「今、半導体スピントロニクスが熱い」という記事に詳細が載っておりますが、自分も弊誌の大石とともに「半導体×磁気」の特集を担当いたしました。といっても、自分は「番外編」という最後のパートを担当しただけで、ほとんど大石が書いています(汗)。そして、なぜかこちらの紹介ページには番外編が載っておりませんので、ここで少し紹介させていただきたいと思います。

 番外編では、磁気技術に強みを持つ日本企業の取り組みとして、三菱電機の車載用GMRセンサ、旭化成エレクトロニクスの電子コンパス、TDKの将来展望について、それぞれ取材させていただきました。特に三菱電機と旭化成エレクトロニクスの取材では、事業立ち上げ時の紆余曲折など、ドキュメンタリー風のお話をたくさんお伺いできました。

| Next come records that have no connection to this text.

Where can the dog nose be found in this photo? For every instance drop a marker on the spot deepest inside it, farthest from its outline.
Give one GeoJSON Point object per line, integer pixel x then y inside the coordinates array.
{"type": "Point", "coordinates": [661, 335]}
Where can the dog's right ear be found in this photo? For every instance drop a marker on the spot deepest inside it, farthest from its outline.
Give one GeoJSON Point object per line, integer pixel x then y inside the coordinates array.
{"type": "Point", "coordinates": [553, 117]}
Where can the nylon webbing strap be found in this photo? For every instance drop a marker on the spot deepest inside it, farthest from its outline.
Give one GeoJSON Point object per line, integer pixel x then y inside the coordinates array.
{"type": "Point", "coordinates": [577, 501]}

 取材で印象的だったのが、「この技術は早すぎた…」というコメントを多く耳にしたことです。三菱電機で車載用GMRセンサ事業を立ち上げた堤和彦氏(同社 常務執行役 開発本部長)は、1980年代に垂直磁気記録技術の開発に携わっていましたが、なかなか事業に結び付かなかったと振り返っています。「高密度化に向く垂直磁気記録技術を出すと、今度は面内磁気記録側がさらに頑張る。その結果、垂直磁気記録技術は1980~1990年代は日の目を見なかった」(同氏)。

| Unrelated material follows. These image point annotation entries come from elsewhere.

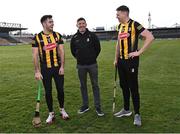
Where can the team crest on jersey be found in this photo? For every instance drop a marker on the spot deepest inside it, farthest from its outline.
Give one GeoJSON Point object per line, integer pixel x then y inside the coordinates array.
{"type": "Point", "coordinates": [123, 35]}
{"type": "Point", "coordinates": [50, 46]}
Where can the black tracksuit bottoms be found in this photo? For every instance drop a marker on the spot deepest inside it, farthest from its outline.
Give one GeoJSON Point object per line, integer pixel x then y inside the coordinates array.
{"type": "Point", "coordinates": [48, 74]}
{"type": "Point", "coordinates": [128, 75]}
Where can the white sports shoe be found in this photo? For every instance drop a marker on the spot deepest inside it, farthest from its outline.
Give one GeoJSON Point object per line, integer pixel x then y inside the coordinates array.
{"type": "Point", "coordinates": [50, 118]}
{"type": "Point", "coordinates": [63, 114]}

 堤氏は1990年ころ、垂直磁気記録技術を光磁気ディスク(MO)に応用しますが、このMOもDVDなどとの競争に敗れてしまいます。ただし、MO向けに開発した4層磁性薄膜の形成技術は、磁性層と非磁性層を交互に積層するGMR膜の開発に生かされました。このGMR膜が現在の車載用GMRセンサにつながっています。車載用GMRセンサは、自動車のエンジン制御に欠かせない回転角センサとして利用されており、同社はこの市場で高いシェアを獲得しています。余談ですが、MO向けに開発した4層磁性薄膜の技術は、日経エレクトロニクスの1990年8月6日号に掲載されており、堤氏はその別刷りをお持ちでした。

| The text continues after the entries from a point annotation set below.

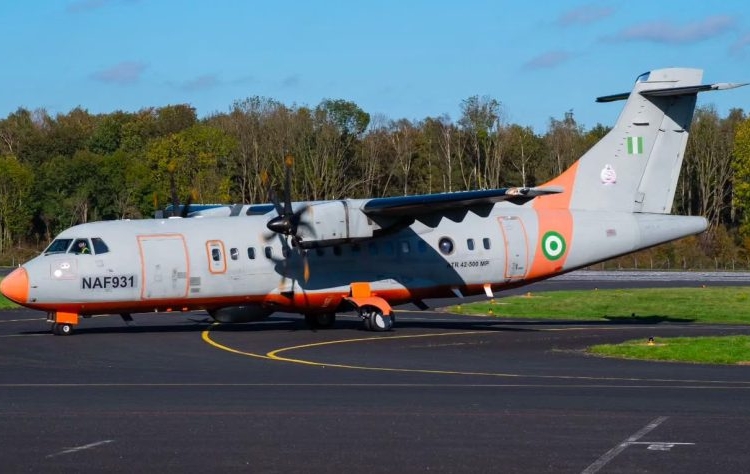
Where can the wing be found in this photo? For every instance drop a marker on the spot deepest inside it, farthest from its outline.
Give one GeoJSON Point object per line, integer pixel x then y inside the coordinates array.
{"type": "Point", "coordinates": [430, 203]}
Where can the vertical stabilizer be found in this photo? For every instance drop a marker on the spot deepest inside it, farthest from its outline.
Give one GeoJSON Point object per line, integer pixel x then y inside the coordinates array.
{"type": "Point", "coordinates": [635, 167]}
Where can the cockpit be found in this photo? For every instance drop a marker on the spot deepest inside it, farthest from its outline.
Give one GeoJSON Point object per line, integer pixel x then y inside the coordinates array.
{"type": "Point", "coordinates": [78, 246]}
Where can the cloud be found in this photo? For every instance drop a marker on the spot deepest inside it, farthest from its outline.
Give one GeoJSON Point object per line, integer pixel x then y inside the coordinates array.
{"type": "Point", "coordinates": [548, 60]}
{"type": "Point", "coordinates": [291, 81]}
{"type": "Point", "coordinates": [584, 15]}
{"type": "Point", "coordinates": [126, 72]}
{"type": "Point", "coordinates": [206, 81]}
{"type": "Point", "coordinates": [739, 46]}
{"type": "Point", "coordinates": [669, 33]}
{"type": "Point", "coordinates": [86, 5]}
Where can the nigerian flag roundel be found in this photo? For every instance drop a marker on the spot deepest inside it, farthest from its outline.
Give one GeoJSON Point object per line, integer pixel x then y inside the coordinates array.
{"type": "Point", "coordinates": [553, 245]}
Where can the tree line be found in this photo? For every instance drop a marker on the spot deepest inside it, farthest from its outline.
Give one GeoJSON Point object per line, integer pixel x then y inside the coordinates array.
{"type": "Point", "coordinates": [57, 171]}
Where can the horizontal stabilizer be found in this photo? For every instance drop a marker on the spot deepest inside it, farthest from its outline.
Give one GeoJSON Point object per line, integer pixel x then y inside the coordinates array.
{"type": "Point", "coordinates": [674, 91]}
{"type": "Point", "coordinates": [429, 203]}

 旭化成エレクトロニクスの電子コンパスは、スマートフォンをはじめ、ナビ機能を持つ多くの携帯機器に搭載されていますが、その誕生のキッカケも「早すぎた技術開発」にありました。1973年、旭化成は自動車用エアバッグの開発プロジェクトを立ち上げました。なぜ、エアバッグかというと繊維と火薬を扱っていたからだそうです。ここにセンサを組み合わせれば、エアバッグができるという目論見だったようですが、時期尚早で頓挫してしまいました。ただし、この過程で同社はホール素子を用いた磁気センサの開発をスタートします。現在、同社はホール素子を用いた磁気センサ市場で70%ものシェアを持っています。

 なお、電子コンパスの成功には、このホール素子だけではなく、ソフトウエア技術も大きく貢献しているようです。携帯機器の内部にはスピーカーや磁性シートなど、地磁気よりもはるかに強い磁界を生み出す部品がゴロゴロしています。電子コンパスでは、そうした余分な磁界(ノイズ)を取り除き、微弱な地磁気を抽出するソフトウエア技術が大きな強みになっているとのことでした。同社にはソフトウエアの研究部門があり、そこに所属する技術者の方々が多数参画して開発したそうです。

 今回はたまたま磁気技術に関連した企業に取材しましたが、このように「早すぎた技術」が形を変え、のちに大化けしたという事例は結構あるのではないかと思います。昨今の不景気や構造改革の中で、早すぎる技術開発プロジェクトがどんどん削られていくのは寂しい気がしますが、一方で別の出口を見つけることで、大きな成功を手にすることもあるのではないでしょうか。世界に誇れる技術が、今後も日本から生まれ続けることを期待します。